Today we interview a physician who has worked with a LifeTrek coach for three years. The process has become a continuing dynamic of discovering, dreaming, designing, and delivering through a series of life transitions. This is one client who continues to see coaching as critical to improving the quality of both his life and his work.
The origin of the expression “Physician, heal thyself” is probably lost in antiquity. Jesus quoted it as a well-known proverb, some 2,000 years ago, to mean that reputation rides on example. We cannot expect others to trust us with their lives if we fail to walk the walk when it comes to our own lives.
Long before the time of Jesus, both Hebrew and Greek cultures had recognized the poignant truth of this expression when it came to the medical profession. The health and wellness of our doctor impacts both our confidence and our expectations as patients.
Unfortunately, the medical community is suffering from the same overweight and obesity problems as everyone else. An informal survey conducted at an American Medical Association meeting two weeks ago revealed that only one third of the doctors were of normal weight or less. As a result, the AMA has handed out pedometers to encourage members to walk.

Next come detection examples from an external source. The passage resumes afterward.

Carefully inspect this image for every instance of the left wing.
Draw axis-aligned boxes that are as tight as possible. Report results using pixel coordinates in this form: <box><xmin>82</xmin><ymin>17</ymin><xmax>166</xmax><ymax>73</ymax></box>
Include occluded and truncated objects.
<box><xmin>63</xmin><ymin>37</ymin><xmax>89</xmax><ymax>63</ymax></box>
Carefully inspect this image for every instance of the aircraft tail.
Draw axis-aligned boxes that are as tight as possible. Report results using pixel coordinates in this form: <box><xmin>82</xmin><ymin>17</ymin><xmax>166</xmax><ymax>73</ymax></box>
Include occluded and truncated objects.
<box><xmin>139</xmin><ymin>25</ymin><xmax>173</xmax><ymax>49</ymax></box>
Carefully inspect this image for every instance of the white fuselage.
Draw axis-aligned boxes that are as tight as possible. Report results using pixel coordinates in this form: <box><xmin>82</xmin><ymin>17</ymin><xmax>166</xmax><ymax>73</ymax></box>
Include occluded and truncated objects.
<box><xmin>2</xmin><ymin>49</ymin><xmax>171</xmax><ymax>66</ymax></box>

LifeTrek Coaching knows that sometimes pedometers just aren’t enough. It takes the attentive listening, artful inspiration, appreciative inquiry, and actionable planning of a personal coach to overcome long-standing patterns and high-pressure jobs. This is as true for physicians as for anyone else, and over the years, LifeTrek Coaching has worked with a number of medical professionals.
Recently I interviewed a physician who started to work with LifeTrek Coaching in May of 2001. His original goal for coaching was to work on losing weight and increasing his exercise level. Over time, he added other goals and found that coaching was a helpful forum for planning, reflection, and growth. Here’s what he had to say:
Q: How have you done at achieving your goals?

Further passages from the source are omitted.